On the spectrum of waveguides in planar photonic bandgap structures

TL;DR

This paper investigates how introducing linear defects into two-dimensional photonic crystals can create guided electromagnetic modes within band gaps, revealing that even small perturbations can generate such modes and that only finitely many eigenvalues appear for each quasi-momentum.

Contribution

It proves that arbitrarily small perturbations can induce guided modes in photonic crystal waveguides and characterizes the finite number of eigenvalues generated for each quasi-momentum.

Findings

Small perturbations can create guided modes inside band gaps.

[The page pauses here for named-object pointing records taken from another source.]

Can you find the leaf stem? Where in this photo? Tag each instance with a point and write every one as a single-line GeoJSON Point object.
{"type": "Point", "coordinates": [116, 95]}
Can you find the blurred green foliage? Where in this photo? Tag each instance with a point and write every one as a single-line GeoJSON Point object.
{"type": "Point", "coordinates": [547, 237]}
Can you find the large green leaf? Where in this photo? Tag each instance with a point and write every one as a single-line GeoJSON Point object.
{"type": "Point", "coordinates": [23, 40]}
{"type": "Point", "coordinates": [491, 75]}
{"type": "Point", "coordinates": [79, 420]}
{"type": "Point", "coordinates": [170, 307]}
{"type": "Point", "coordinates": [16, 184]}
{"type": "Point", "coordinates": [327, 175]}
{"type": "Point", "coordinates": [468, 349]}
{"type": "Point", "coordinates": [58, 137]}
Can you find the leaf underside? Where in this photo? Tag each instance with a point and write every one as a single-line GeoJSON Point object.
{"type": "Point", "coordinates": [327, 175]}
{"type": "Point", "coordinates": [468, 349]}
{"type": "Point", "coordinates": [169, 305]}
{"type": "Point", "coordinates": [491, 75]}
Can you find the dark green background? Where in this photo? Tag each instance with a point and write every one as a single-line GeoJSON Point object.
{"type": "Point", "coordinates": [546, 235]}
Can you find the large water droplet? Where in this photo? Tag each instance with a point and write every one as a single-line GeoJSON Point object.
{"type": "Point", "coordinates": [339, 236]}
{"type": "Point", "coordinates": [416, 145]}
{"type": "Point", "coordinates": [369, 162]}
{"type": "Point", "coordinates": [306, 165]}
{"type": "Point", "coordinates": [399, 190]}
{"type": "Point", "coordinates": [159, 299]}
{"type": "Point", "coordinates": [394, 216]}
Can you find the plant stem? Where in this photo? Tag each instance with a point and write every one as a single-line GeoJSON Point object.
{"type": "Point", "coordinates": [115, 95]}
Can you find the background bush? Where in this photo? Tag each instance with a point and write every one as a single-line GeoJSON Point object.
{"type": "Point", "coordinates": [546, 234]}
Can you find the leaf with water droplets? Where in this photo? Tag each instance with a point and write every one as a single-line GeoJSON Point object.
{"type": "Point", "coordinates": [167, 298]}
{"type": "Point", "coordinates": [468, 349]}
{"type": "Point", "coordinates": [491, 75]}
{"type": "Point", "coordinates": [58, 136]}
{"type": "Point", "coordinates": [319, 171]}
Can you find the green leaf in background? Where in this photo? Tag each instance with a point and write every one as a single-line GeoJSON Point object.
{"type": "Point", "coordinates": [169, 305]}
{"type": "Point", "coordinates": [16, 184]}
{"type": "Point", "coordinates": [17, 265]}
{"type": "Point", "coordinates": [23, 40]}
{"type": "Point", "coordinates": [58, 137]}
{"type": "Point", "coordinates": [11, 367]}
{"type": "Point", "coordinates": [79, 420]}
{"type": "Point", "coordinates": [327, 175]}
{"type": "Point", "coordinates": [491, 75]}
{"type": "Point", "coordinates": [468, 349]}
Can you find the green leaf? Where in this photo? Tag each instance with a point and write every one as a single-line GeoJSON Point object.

For each fixed quasi-momentum, only finitely many eigenvalues are generated.

Guided mode spectrum can be induced by arbitrarily small defects.

Abstract

We study a Helmholtz-type spectral problem related to the propagation of electromagnetic waves in photonic crystal waveguides. The waveguide is created by introducing a linear defect into a two-dimensional periodic medium. The defect is infinitely extended and aligned with one of the coordinate axes. The perturbation is expected to introduce guided mode spectrum inside the band gaps of the fully periodic, unperturbed spectral problem. In the first part of the paper, we prove that, somewhat unexpectedly, guided mode spectrum can be created by arbitrarily "small" perturbations. Secondly we show that, after performing a Floquet decomposition in the axial direction of the waveguide, for any fixed value of the quasi-momentum $k_x$ the perturbation generates at most finitely many new eigenvalues inside the gap.